One suggestion on the Betfair Forum from a few years ago, was to trade without your balance or P&L figure showing on the screen - the idea being of course that your decisions would be based on the current situation alone, uninfluenced by factors such as those I have mentioned above. Easier said than done, but the idea does have some merit.

There was another comment that was mildly amusing, given that the thread starter has made close to £200k in seven years. After reporting that recent results had been poor, someone posted this gem
...but I now see a real weakness - and maybe you have to convince that your edge has been tested sufficiently over enough events
OK, poor English, but you get the idea. The number of events that the commenter felt was required to prove an edge exists? Here's his answer
I know we are digressing from the main theme of the OP [Original Poster], but to me the 'edge' has to be proven over at least 100,000 events before you can claim it being successful.
100,000! Talk about an artificial number. 99,000 won't do, but roll that odometer over to six digits, and now we're on to something real!

One reply, which I thought was particularly brilliant, was:
Any edge in the markets only exists because there is an inefficiency, and will not last forever. The edge may be 'proven' one day, and 'proven' to be gone the next day. However, in markets, as in plate tectonics, as one edge closes, another one may open. 100,000 trials in the context of sports betting is nuts. At 20 bets a day, it would be close to 14 years before you had that number of bets, and to say that the markets might have changed in that time would be putting it mildly. And if you have a system that produces 20 value bets a day, you should be living in the Cayman Islands long before 14 years has passed by applying Kelly.
At the rate my Strong Draws are showing up, it'll be 645 years before I know if I have an edge or not. The Methuselah Foundation had better get moving.

4 comments:

mouldhouse said...

100k iterations, what a joke.

It amazes me with regularity that people don't understand what's statistically necessary to "prove" or otherwise a "system" or method.

100,000 bets on horses that are all priced 200/1 or above might not be significant to "prove" anything. 100 bets at even money with 70 winners and 30 losers will provide confidence to a certain level that there is a winning methodology at work.

It does correctly identify though that just because there was a historical edge, all these markets and edges are dynamic, and past performance is no guarantee of future success!

Imagine paper trading 100k bets before placing one. You'd need to be a millionaire to afford the paper and pens :)

Lazy Trader said...
This comment has been removed by the author.
Lazy Trader said...

As a trader I see no point whatsoever in keeping records maybe they're helpful for all the system/stats bettors. I've done it in the past, thought it was the thing to do but for someone taking ticks here and there I can't see what use it'd be for me to know how well I did in August last year.

I'd recommend trading with the balance off as continually checking the pnl can be counterproductive by either making people take unneccessary risks when they're down or being overcautious to protect profits when up.
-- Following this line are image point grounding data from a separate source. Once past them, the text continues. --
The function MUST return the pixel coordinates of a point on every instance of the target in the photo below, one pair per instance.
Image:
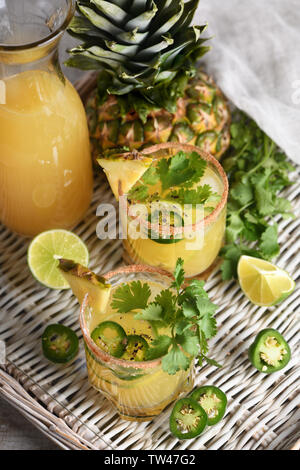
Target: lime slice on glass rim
(263, 282)
(45, 251)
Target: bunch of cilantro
(177, 175)
(257, 172)
(186, 312)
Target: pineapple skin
(202, 119)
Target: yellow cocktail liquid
(138, 394)
(45, 165)
(197, 253)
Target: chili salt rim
(210, 218)
(99, 353)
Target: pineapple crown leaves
(140, 44)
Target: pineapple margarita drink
(175, 208)
(45, 166)
(117, 343)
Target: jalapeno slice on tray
(59, 343)
(110, 337)
(188, 419)
(213, 401)
(136, 348)
(269, 352)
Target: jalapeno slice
(269, 352)
(136, 348)
(188, 419)
(213, 401)
(110, 337)
(158, 217)
(60, 343)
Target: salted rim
(42, 42)
(210, 218)
(103, 356)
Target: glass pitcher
(45, 164)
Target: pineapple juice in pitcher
(45, 166)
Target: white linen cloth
(255, 59)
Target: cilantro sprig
(185, 311)
(257, 172)
(177, 175)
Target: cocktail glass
(201, 241)
(139, 390)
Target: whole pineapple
(149, 90)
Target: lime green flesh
(47, 248)
(263, 282)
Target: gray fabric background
(256, 61)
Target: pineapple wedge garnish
(84, 281)
(124, 170)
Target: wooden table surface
(16, 433)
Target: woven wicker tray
(263, 411)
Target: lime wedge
(262, 282)
(45, 251)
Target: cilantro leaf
(138, 193)
(268, 245)
(175, 360)
(200, 195)
(153, 312)
(167, 300)
(181, 169)
(257, 171)
(178, 274)
(189, 343)
(131, 296)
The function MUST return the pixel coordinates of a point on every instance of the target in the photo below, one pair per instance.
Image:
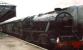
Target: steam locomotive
(45, 29)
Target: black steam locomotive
(43, 29)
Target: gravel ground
(11, 43)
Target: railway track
(8, 42)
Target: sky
(26, 8)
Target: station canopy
(7, 11)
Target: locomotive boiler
(45, 29)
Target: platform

If I take a big hit on a market I'll check the 30 day or 7 day pnl on the betting history and that's usually enough to convince me I'm doing something right so as to not overreact.
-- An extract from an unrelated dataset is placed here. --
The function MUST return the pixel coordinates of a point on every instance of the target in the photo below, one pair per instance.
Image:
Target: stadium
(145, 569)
As for birch's idea of needing 100000 bets to prove an edge it's quite obvious he doesn't have an edge. Anyone with an edge knows exactly how it works and when it occurs, you certainly don't need 100000 bets to prove it to yourself or anyone else before using it.

Abu said...

Hi. I'm a relatively new trader. I mainly trade pre-race horse markets. In your opinion, how many bets/trades would be a good marker to see if you do have an edge? Or is it a case of if you are in profit in 3/6/12 months then you have an edge. I realise that you could lose your edge over time, but just wanted your opinion really. Also, as far as keeping records go, to an extent it is helpful in my opinion. Not just in the sense that you know what you have won/lost but you can see which bits you can improve upon, what markets are not that profitable over time or as you have mentioned before in previous posts, which months are not that kind to you.